As summarized in a previous blog post, NASA/SPoRT is providing one of many numerical weather prediction (NWP) model solutions to South Korea during the 2018 PyeongChang Winter Olympic and Paralympic Games during February and March. The field campaign is known as the International Collaborative Experiments for PyeongChang 2018 Olympic and Paralympic Winter Games (ICE-POP). In combination with the suite of radar, satellite, and in situ observations during the field campaign, the SPoRT configuration of the NASA Unified-Weather Research and Forecasting (NU-WRF) will serve as a benchmark for future research to improve our understanding of snowfall in complex terrain, our ability to estimate snow using satellites, and for improving prediction models that parameterize these intricate processes.

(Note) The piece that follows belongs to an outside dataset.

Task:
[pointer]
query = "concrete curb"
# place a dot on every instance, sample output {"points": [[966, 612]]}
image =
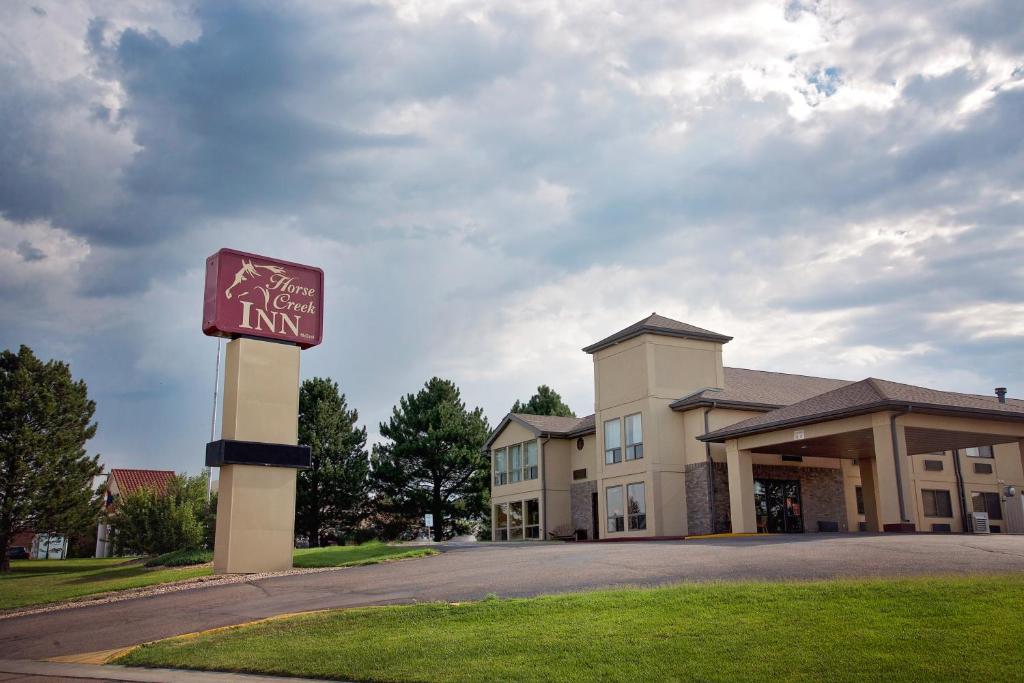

A key component of the Olympics field campaign is to improve forecast models through comparison to observations and satellite retrieval products. The constellation of passive microwave imagers being assembled in support of the Integrated Multi-satellitE Retrievals for the Global Precipitation Measurement mission (IMERG) precipitation dataset also provide information on near-surface meteorology necessary to estimate the surface turbulent fluxes. Algorithms designed to retrieve surface temperature, humidity, and wind speed are used together with bulk-flux algorithms to estimate the latent and sensible heat fluxes over the ocean surface. These fluxes are a source of energy and moisture for the overlying atmosphere. One of the research goals of ICE-POP is to improve heat and moisture fluxes in prediction models through assimilation of these retrieval products.
During this past weekend, the Men’s Downhill Alpine was postponed until Thursday, and the Women’s Giant Slalom Qualifiers were canceled due to high winds that impacted Jeongseon Hill. Figure 1 shows a 24-hour animation of NU-WRF simulated maximum 10-m wind speeds in 30-minute intervals on 11 February, on the 1-km nested grid centered on the Olympic venues. We can see a substantial maximum in wind speed impacting the mountains along the eastern Korean Peninsula as well as offshore in the Sea of Japan. Simulated wind speeds reached 15-20+ m s-1 (~35-45 mph) in the vicinity of Jeongseon and other mountain Olympic locations. Wind speed observations at nearby Daegwallyeong (north-east of Jeongseon; not shown) peaked around 13 m s-1 (~30 mph) on 11 February, but speeds were most likely stronger in the higher terrain around Jeongseon. In this particular situation, the higher resolution of the 1-km grid was critical to resolve the fine-scale variations in wind speeds within the complex terrain.
Meanwhile, the 10-m wind speeds, sensible, and latent heat fluxes are shown in Figure 2, comparing the 9-km model grid simulation with the satellite flux retrievals produced by NASA/SPoRT. In Figure 2, the retrievals are hourly-averaged composites produced for the ICE-POP campaign, derived from swaths of the constellation of passive microwave satellites. As the bitter cold Siberian air mass flows over the warmer open waters of the Sea of Japan, Yellow Sea, and western Pacific Ocean, substantial heat and moisture fluxes are directed from the sea surface to the atmosphere.
The 10-m model and retrieved wind speeds both depict a similar broad pattern of high wind speeds up to and exceeding 15 m s-1 across favored corridors downwind of the Korean Peninsula, China, and Russia (Figs. 2a and b). The model sensible heat flux on the 9-km grid valid at 0600 UTC 12 February (panel c) has a broad pattern similar to the retrieval composite (panel d), but with an axis exceeding 500 W m-2 from the east coast of the Korean Peninsula to central Japan, and a broader amplitude between ~200-400 W m-2, generally higher than the retrievals values The model latent heat flux (panel e) shows a similar pattern, except for a larger coverage of values exceeding 500 W m-2 between the Korean Peninsula and Japan, and offshore of central and southern Japan. The maxima offshore of Japan show good agreement between the model and retrieval patterns (panels e and f).
The NU-WRF flux amplitudes are generally higher than that of the retrieval, likely due to several factors such as the retrieval being an hourly-averaged composite compared to instantaneous model fluxes, differences in product resolution, input sea surface temperatures, and model errors in simulated wind speed, and near-surface temperatures and moisture. Following the Olympics, additional research as part of ICE-POP will involve examining the viability and benefits of assimilating the surface meteorology retrievals into the model for improving the predictions of oceanic heat and moisture transports into the atmosphere and their attendant impacts on air-mass modification.